Sneeuw, ijs, het einde van de wereld, en andere kortjes

 


Sneeuw, ijs, vuur en het einde van de wereld
      De epische schaal van de sneeuwval die ons te wachten staat, heeft al enkele aardige metaforen opgeleverd. Er is gesproken over een ‘sneeuwbom’. Nu lees ik dat Vlaanderen morgen ‘in de vuurlinie van de sneeuw komt.’ Ik moet dan denken aan het gedicht van Robert Frost: 

          Some say the world will end in fire,
          Some say in ice.
          From what I’ve tasted of desire
          I hold with those who favor fire.
          But if it had to perish twice,
          I think I know enough of hate
         To say that for destruction ice
          Is also great
          And would suffice.

     Het oude dilemma is opgelost: het wordt ijs én vuur, of toch sneeuw in de vuurlinie, wat bijna even goed is.

Sceptisch aangelegd
     Ik weet niet of mijn scepticisme een kwestie van aanleg is, of een reactie op mijn dogmatisch-communistisch verleden. Maar ’t is ondertussen wel een reflex geworden. Zodra ik het woord ‘omdat’ of ‘want’ of ‘daardoor’ lees, ga ik als een kleine David Hume twijfelen aan het causale verband dat wordt uitgedrukt.
 
     Ik moet vooral opletten om daar niet in te overdrijven. Tijdens de coronacrisis waren er stemmen die gekant waren tegen de sluiting van de scholen en de vervanging van lessen door afstandsonderwijs. Het zou leiden tot maanden leerachterstand, zeiden ze. Ik had een grote hekel aan dat afstandsonderwijs, maar dat het tot zou leiden tot zoveel maanden leerachterstand vond ik moeilijk om te geloven. Nochtans kunnen statistici naar het schijnt vandaag die leerachterstand meten. Alle collega’s waar ik nog contact mee heb, beweren dat hun leerlingen sinds de coronatijd merkelijk minder bereid zijn dan voorheen om hard en nauwkeurig te studeren.  

Ongeduldig
     Erg ongeduldig ben ik niet, anders had ik in het onderwijs niets te zoeken gehad. Of toch niet als leraar. Als leerling en student daarentegen was ik juist wél ongeduldig. Ik kon heel moeilijk een uitleg volgen, want zodra ik iets niet begreep, wilde ik daarover een vraag stellen. Maar iedere keer de les onderbreken, dat was gekkenwerk, dus hield ik mijn mond, en bleef maar over die vraag piekeren, waardoor ik onmogelijk de rest van de uitleg nog kon volgen.
      Dat is nog altijd zo. Als mijn vrouw of mijn zoon iets uitleggen, iets wat ze hebben meegemaakt of iets over de agenda van de komende week, dan onderbreek ik al na 15 seconden om over een of ander detail opheldering te krijgen. Zonder die opheldering blokkeren mijn hersenen en begrijp ik niets van de verdere uitleg.

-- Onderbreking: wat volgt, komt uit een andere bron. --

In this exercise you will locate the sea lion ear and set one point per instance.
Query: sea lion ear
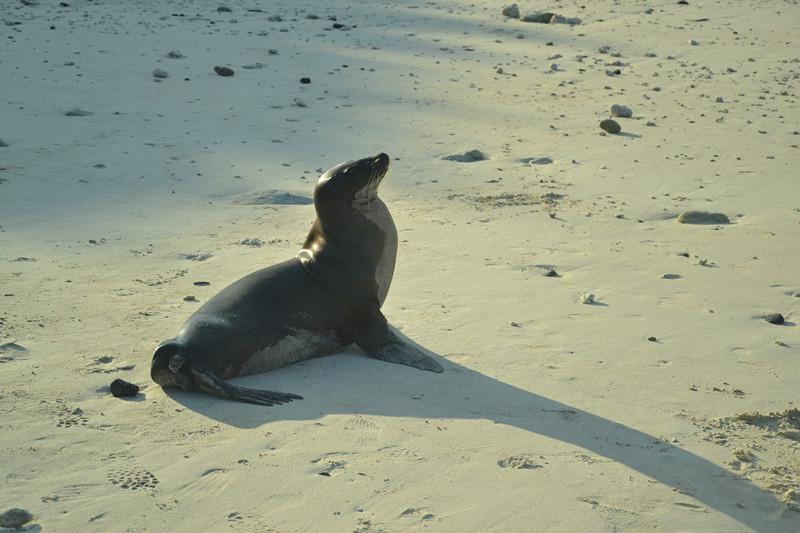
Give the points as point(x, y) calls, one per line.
point(176, 363)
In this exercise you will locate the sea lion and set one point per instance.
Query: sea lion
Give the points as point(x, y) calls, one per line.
point(319, 302)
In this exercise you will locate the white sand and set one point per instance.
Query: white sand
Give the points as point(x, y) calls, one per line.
point(569, 420)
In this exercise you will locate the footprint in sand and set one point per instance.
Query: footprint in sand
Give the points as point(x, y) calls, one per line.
point(126, 474)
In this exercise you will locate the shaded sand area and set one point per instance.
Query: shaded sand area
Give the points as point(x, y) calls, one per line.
point(665, 400)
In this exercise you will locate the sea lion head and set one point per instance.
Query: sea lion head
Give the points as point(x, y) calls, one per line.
point(169, 369)
point(354, 183)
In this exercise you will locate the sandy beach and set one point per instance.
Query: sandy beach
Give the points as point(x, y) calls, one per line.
point(136, 182)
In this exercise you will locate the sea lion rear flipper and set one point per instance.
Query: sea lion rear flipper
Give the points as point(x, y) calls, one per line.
point(380, 343)
point(211, 384)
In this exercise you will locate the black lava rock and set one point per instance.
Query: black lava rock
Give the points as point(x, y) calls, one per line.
point(774, 318)
point(120, 388)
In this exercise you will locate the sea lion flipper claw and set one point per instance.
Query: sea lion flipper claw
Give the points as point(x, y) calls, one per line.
point(211, 384)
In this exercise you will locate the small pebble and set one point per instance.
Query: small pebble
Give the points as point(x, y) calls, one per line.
point(120, 388)
point(77, 113)
point(774, 318)
point(466, 157)
point(223, 71)
point(611, 126)
point(15, 518)
point(538, 16)
point(621, 111)
point(702, 217)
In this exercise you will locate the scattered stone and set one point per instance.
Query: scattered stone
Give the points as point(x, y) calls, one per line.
point(466, 157)
point(774, 318)
point(559, 19)
point(519, 462)
point(77, 113)
point(511, 11)
point(611, 126)
point(702, 217)
point(223, 71)
point(621, 111)
point(537, 16)
point(120, 388)
point(15, 518)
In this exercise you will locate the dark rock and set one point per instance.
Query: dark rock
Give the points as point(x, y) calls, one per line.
point(611, 126)
point(537, 16)
point(702, 217)
point(223, 71)
point(15, 518)
point(774, 318)
point(120, 388)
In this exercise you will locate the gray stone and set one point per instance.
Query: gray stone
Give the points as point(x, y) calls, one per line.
point(621, 111)
point(702, 217)
point(611, 126)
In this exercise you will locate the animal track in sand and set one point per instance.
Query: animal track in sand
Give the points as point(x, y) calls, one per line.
point(365, 430)
point(763, 449)
point(126, 474)
point(71, 417)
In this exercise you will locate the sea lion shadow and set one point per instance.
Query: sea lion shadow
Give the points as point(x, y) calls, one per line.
point(352, 383)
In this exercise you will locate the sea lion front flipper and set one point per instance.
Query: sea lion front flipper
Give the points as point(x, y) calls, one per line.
point(380, 343)
point(211, 384)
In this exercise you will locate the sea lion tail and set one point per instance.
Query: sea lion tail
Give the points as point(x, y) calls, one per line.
point(211, 384)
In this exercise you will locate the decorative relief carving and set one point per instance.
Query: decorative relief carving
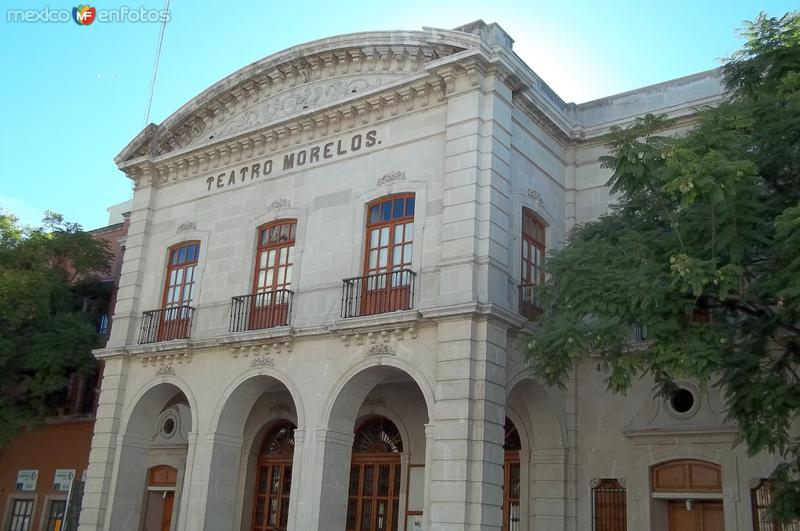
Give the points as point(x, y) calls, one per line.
point(375, 400)
point(166, 370)
point(278, 204)
point(186, 226)
point(295, 101)
point(381, 349)
point(536, 196)
point(391, 176)
point(260, 362)
point(281, 406)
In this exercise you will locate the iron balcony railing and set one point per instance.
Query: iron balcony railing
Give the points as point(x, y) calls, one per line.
point(261, 310)
point(166, 324)
point(378, 293)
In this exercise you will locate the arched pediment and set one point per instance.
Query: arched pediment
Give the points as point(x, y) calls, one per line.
point(295, 81)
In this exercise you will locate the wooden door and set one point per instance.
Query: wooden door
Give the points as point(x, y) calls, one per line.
point(703, 516)
point(374, 493)
point(166, 512)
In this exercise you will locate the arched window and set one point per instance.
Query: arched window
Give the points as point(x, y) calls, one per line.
point(274, 479)
point(179, 291)
point(388, 254)
point(272, 279)
point(373, 497)
point(532, 270)
point(511, 478)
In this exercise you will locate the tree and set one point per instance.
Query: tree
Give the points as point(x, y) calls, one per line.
point(46, 276)
point(702, 247)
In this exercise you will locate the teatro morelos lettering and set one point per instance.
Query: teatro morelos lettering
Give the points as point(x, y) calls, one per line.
point(295, 159)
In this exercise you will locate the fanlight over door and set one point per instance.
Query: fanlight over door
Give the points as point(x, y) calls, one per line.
point(373, 498)
point(274, 479)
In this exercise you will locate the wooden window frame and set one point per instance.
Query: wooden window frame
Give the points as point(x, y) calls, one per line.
point(12, 500)
point(262, 247)
point(183, 265)
point(176, 316)
point(47, 515)
point(687, 466)
point(375, 459)
point(391, 223)
point(531, 240)
point(268, 462)
point(616, 488)
point(269, 304)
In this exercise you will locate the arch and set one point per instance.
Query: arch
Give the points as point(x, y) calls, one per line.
point(241, 385)
point(231, 480)
point(273, 478)
point(359, 380)
point(377, 435)
point(534, 406)
point(153, 396)
point(375, 476)
point(445, 42)
point(138, 430)
point(686, 475)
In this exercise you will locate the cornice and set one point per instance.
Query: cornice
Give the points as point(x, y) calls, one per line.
point(424, 89)
point(327, 59)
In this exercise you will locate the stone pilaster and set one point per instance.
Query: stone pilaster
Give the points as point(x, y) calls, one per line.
point(466, 472)
point(127, 310)
point(102, 456)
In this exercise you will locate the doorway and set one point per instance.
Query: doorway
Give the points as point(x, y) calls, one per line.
point(691, 492)
point(374, 490)
point(692, 515)
point(160, 498)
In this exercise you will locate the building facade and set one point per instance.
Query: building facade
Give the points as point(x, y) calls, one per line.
point(323, 307)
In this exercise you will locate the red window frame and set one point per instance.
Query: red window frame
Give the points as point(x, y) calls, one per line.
point(273, 273)
point(182, 259)
point(388, 250)
point(533, 248)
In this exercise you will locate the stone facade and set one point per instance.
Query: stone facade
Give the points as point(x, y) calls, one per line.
point(314, 134)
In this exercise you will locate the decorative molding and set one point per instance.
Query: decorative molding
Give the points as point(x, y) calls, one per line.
point(375, 400)
point(166, 370)
point(391, 176)
point(262, 349)
point(536, 196)
point(280, 406)
point(166, 358)
point(381, 349)
point(186, 226)
point(294, 101)
point(279, 204)
point(261, 362)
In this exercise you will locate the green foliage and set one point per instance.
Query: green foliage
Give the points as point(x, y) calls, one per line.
point(702, 247)
point(45, 336)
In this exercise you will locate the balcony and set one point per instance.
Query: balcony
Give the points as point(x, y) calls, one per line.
point(261, 310)
point(166, 324)
point(378, 293)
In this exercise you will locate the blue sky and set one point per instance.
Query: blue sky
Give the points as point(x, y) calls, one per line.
point(74, 96)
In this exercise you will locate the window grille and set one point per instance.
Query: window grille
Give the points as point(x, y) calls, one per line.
point(609, 512)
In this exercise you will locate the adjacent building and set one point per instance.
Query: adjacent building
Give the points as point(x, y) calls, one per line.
point(41, 470)
point(324, 301)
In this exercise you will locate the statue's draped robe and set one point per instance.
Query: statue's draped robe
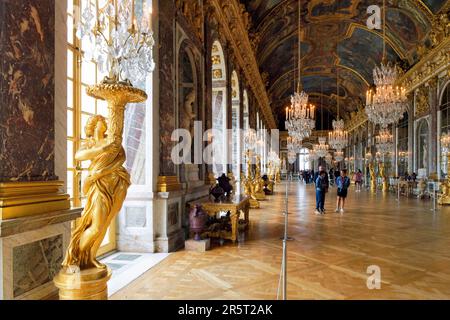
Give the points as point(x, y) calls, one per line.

Persoonlijke en ‘systemische’ schuld
     Op Facebook volg ik soms de schermmutselingen tussen de Nederlandse auteur Robert Lemm en de Vlaamse auteur Pierre Plum. Nu had Lemm weer een citaat van C.S. Lewis gepost: we moesten eerst onze eigen fouten onder ogen leren zien voor we ons bezig gingen houden met die van de maatschappij. Het antwoord van Plum interesseerde mij omdat het aansloot bij de kwestie van deugmenserij zoals ik ze gisteren benaderde*.
 
     ‘De andere weg bestaat ook,’ schrijft Plum. ‘Iemand kan tot het inzicht komen dat wat ons voor klaar, duidelijk en essentieel werd voorgehouden, op weinig meer dan dogma’s berust, en dat het dus een zware inspanning kost om tegen de stroom is een persoonlijke fundering te bouwen. De schuld om bijvoorbeeld de natuur te ondermijnen, onethisch om te springen met het milieu, alles getalsmatig te benaderen vanuit een winst-perspectief, is dus geen individuele schuld, maar een systemische. De individuele schuld is daarmee vergeleken vaak verwaarloosbaar.’
     Dit is natuurlijk nog lang geen deugmenserij, maar het is er wel een onderdeel van: de stelling dat je moreel goed kunt zijn door er bepaalde opvattingen op na te houden, bijvoorbeeld over de natuur, het mileu en de economische ordening. Ik betwijfel die stelling. De voorbeelden van Plum laat ik onbesproken omdat ze ons in geen tijd in een politieke discussie kunnen meesleuren. In de plaats daarvan neem ik de kwestie van de slavernij in de oudheid, waar we het politiek van links tot rechts eens over kunnen zijn. Het was een verkeerde instelling die we niet opnieuw willen invoeren.
 
    Veel mensen in de oudheid, van Aristoteles tot Tacitus, zagen dat verkeerde niet in. Of ze daardoor moreel fout waren, is een vraag die ik hier niet zal proberen te beantwoorden. Een andere vraag lijkt mij gemakkelijker. Hoe zat dat met een welgestelde Athener of Romein die wel tot het inzicht gekomen was dat slavernij verkeerd was. Maakte hem dat tot een moreel goed mens? Ik vind van niet. Hij moest minstens iets doen. Wat? Hij kon bijvoorbeeld

  1. beginnen met zijn slaven goed te behandelen – ze niet verkopen om in de mijnen of steengroeven te gaan werken, of ze niet wreed bestraffen als ze een glazen servies lieten vallen
  2. ze allemaal vrijlaten. 
  3. financiële steun verlenen aan slavenopstanden. 
  4. antislavernijtractaten schrijven.     
   Als hij alléén het laatste deed, was zijn moreel niveau niet veel hoger dan dat van de andere slavenhouders. Het eerste kon hij ook doen zonder tot het inzicht gekomen te zijn dat slavernij verkeerd was.

Kromzwaard
     Op de voorpagina van De Standaard staan drie Houthi-rebellen afgebeeld: bejaarde mannen met baard en tulband. Èen van hen zwaait met een kromzwaard. Dat deed de als Arabier vermomde Alec Guinness ook in Lawrence of Arabia (1962), tegen overvliegende gevechtsvliegtuigen.  Zulke mannen, denk je dan,  moet het Westen toch makkelijk aankunnen. Tot je de beelden ziet waarop gemaskerde Houthi-mensen een schip kapen, in regelrechte Navy Seals-stijl. Je verwacht elk moment dat één van hen zijn masker zal afdoen en dat het Tom Cruise zal zijn. 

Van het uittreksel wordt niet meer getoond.